Yes, the “Act” intends to “reduce the per capita rate of growth in Medicare spending” (SEC. 3403. (a) (1) SEC. 1899A. (a) (b) page 489) even as it extends coverage to all Americans. We, all having been raised to prudently spend and to conserve, wouldn’t think of ignoring the relationship of cost and outcome with our own dollars. Efficacy of care delivery vis-à-vis outcomes makes really good sense. Our auto or home insurers dictate the cost level to which an adverse event is reimbursable — if they didn’t then we could none of us afford said insurance. Why should health care costs be so different?
We are a country full of the smartest, best-looking, nicest people in the world, we have the best medical care money can buy, and we deserve it all. We paid for it, didn’t we? Listen to what Thomas A Shannon, PhD, member of Geisinger’s Bioethics Review and Advisory Committee, writes about this notion:
“The discussion of rationing must occur within a cultural context and I wish to identify several issues I think important in current American health care debates. Generally speaking, we tend to think that if something is good, more is better and as much as possible must be best. We also typically assume that no barrel has a bottom — all resources are infinitely renewable. We are quite certain that our medical system is the best in the world. And because our system is the best in the world, we then assume that our medical system ought to be able to cure anything. And because we can cure anything and because we have already prepaid for health care through insurance, we naturally assume that we are entitled to as much as possible for as long as possible. And since I have prepaid, very definitely any sort of queuing up for services is totally un-American.”
[from July 2007 Geisinger Bioethics Notes, http://www.geisinger.org/professionals/services/bioethics/b_notes/july2007.pdf%5D
They can’t ration an infinitely renewable resource to which I have every right, can they? Sure they can! Dr Shannon and others very sensibly explain how care is and always has been rationed in some ways. Dr Shannon labels some of this as “indirect rationing”, as in scheduling, location, costs of services, or required paperwork to obtain services. Many of us have experienced direct rationing, according to Dr. Shannon, through HMO or other reimbursement capitation models whereby we are told what drugs or procedures or therapies our insurance will and will not, allow.

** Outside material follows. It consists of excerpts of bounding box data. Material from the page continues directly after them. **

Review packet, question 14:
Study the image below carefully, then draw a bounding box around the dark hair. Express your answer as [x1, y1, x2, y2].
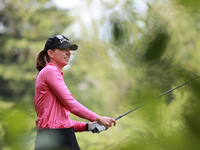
[35, 50, 50, 72]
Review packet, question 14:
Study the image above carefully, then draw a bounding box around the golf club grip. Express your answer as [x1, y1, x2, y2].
[92, 128, 98, 133]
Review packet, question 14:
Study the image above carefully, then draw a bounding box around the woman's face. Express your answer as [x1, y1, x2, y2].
[48, 48, 71, 70]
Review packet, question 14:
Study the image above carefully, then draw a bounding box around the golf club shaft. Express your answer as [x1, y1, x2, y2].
[92, 76, 200, 133]
[92, 106, 141, 133]
[115, 106, 141, 120]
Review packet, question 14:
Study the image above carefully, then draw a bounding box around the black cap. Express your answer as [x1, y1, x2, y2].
[44, 35, 78, 52]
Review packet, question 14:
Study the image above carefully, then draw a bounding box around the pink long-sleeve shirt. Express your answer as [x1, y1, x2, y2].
[34, 63, 97, 132]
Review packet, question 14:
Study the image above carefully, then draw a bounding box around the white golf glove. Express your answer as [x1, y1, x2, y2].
[88, 122, 106, 133]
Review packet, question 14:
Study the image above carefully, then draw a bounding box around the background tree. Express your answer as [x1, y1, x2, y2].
[0, 0, 200, 150]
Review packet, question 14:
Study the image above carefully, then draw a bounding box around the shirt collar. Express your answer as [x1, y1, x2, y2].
[46, 63, 64, 75]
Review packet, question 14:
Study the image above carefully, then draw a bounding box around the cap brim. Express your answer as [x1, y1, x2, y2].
[56, 44, 78, 50]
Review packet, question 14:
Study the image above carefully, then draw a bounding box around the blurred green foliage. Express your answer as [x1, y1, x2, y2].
[0, 0, 200, 150]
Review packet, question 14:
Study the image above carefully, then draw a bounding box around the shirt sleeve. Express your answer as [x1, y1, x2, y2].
[71, 120, 87, 132]
[46, 67, 97, 121]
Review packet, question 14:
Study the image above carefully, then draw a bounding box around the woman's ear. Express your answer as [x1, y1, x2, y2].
[47, 49, 54, 59]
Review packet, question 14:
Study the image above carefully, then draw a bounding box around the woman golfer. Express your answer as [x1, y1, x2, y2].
[34, 35, 116, 150]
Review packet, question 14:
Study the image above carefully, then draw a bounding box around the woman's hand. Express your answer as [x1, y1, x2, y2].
[95, 115, 116, 129]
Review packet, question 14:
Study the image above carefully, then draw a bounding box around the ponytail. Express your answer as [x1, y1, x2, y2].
[35, 50, 49, 72]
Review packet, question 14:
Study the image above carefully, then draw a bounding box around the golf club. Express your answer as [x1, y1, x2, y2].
[92, 76, 200, 133]
[92, 106, 141, 133]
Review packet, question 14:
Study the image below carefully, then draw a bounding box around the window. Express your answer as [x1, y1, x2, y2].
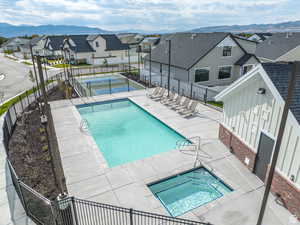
[219, 66, 231, 79]
[242, 65, 253, 75]
[223, 46, 232, 56]
[195, 69, 209, 82]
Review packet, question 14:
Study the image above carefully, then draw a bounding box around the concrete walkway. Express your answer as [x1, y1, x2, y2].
[0, 116, 35, 225]
[51, 90, 299, 225]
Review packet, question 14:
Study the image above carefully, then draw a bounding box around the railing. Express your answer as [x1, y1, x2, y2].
[140, 70, 220, 103]
[3, 69, 209, 225]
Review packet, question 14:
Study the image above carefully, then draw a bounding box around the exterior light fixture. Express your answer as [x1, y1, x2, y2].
[257, 88, 266, 95]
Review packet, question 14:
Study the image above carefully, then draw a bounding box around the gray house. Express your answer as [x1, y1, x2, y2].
[255, 32, 300, 62]
[145, 33, 259, 86]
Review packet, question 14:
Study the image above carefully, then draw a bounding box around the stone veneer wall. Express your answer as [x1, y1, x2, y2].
[219, 124, 300, 221]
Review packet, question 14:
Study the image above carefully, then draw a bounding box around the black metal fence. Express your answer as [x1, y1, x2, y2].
[140, 71, 220, 102]
[3, 73, 209, 225]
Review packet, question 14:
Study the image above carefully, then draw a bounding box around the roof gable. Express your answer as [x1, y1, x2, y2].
[255, 33, 300, 60]
[146, 33, 229, 69]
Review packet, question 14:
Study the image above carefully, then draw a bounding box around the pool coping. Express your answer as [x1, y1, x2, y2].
[50, 90, 290, 224]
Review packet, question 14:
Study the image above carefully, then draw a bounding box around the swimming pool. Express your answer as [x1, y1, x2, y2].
[77, 99, 185, 167]
[148, 167, 232, 217]
[77, 74, 144, 96]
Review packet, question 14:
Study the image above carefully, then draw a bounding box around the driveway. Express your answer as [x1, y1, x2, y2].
[0, 54, 59, 103]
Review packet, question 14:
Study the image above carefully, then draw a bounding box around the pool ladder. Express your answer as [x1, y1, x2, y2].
[79, 119, 89, 133]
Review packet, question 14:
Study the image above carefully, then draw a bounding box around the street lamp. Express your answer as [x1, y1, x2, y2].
[166, 39, 171, 97]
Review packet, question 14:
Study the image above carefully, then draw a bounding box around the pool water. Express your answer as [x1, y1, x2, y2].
[148, 167, 232, 217]
[78, 74, 143, 95]
[77, 99, 185, 167]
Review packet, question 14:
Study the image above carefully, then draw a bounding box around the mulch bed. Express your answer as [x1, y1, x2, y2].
[8, 87, 77, 199]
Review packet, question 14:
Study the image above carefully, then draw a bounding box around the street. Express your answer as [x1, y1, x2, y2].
[0, 53, 60, 103]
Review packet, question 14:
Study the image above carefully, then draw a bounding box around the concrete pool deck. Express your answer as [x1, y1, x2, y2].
[50, 90, 299, 225]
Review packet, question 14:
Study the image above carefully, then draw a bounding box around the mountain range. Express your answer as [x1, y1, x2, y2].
[0, 20, 300, 38]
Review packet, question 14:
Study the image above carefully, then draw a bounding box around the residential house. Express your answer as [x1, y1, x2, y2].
[63, 34, 129, 65]
[140, 37, 160, 53]
[20, 36, 45, 59]
[255, 32, 300, 62]
[40, 35, 66, 58]
[145, 33, 259, 86]
[1, 37, 29, 52]
[248, 33, 273, 42]
[215, 63, 300, 218]
[117, 33, 144, 55]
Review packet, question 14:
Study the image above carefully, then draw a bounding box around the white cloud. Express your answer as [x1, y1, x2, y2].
[0, 0, 298, 30]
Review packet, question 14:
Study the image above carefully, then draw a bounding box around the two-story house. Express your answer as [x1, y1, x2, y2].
[255, 32, 300, 62]
[63, 34, 129, 65]
[145, 33, 259, 86]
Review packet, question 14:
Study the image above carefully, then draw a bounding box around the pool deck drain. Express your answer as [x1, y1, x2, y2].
[50, 90, 298, 225]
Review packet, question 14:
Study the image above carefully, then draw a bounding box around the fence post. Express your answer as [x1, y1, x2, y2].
[204, 88, 208, 105]
[129, 208, 133, 225]
[108, 79, 111, 94]
[17, 178, 29, 216]
[19, 95, 24, 112]
[71, 196, 79, 225]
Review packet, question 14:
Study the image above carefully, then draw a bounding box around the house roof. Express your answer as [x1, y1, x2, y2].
[68, 35, 95, 52]
[146, 33, 230, 69]
[234, 53, 259, 66]
[255, 33, 300, 60]
[262, 63, 300, 123]
[45, 35, 66, 51]
[100, 34, 129, 51]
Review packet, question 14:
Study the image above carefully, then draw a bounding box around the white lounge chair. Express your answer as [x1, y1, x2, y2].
[146, 87, 161, 98]
[152, 88, 166, 101]
[179, 101, 198, 117]
[174, 97, 191, 111]
[160, 92, 175, 104]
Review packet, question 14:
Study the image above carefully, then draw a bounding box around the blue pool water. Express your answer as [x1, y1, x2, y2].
[148, 167, 232, 217]
[77, 99, 185, 167]
[78, 74, 143, 95]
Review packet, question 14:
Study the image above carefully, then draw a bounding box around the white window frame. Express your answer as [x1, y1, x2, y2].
[193, 67, 210, 83]
[218, 65, 233, 80]
[240, 64, 255, 76]
[222, 45, 233, 58]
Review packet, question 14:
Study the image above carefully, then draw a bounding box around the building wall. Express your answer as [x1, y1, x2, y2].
[190, 37, 244, 85]
[219, 71, 300, 218]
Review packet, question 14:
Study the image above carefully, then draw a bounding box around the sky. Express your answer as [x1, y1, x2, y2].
[0, 0, 300, 31]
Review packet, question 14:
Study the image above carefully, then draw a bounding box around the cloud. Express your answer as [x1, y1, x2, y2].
[0, 0, 300, 30]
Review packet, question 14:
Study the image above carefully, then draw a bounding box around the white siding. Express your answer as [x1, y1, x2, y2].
[223, 73, 300, 187]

There is seemingly no end to the rapacious appetites for profits of big pharma, medical imaging, home health, and medical tort. A friend’s surgeon recently commented, “I’m paying $200,000 per year in malpractice insurance even though I’ve NEVER had a claim against me.” How much of the increase in health care cost is attributable to our country’s medical tort system? The rate of increase in health care costs is, according to some policy centers, driven 40 to 50 percent by new or increased use of medical equipment. Do you suppose those cost increases are increasing our citizens’ health as much as increasing profits? Could fee-for-service reimbursement plans drive increased utilization of services?
Smart policy dictates our government sustain a system for provision of health care through efforts to “reduce the per capita rate of growth in Medicare spending”. Smarter spending, better health information systems, rewarding more the successful care providers, not paying for faulty work, and discouraging performance of ineffective tests and procedures can all help reduce rampant cost increases. Somebody or some body must take on the tough job of making the right decisions. The “Act” charges the Independent Medical Advisory Panel with this responsibility.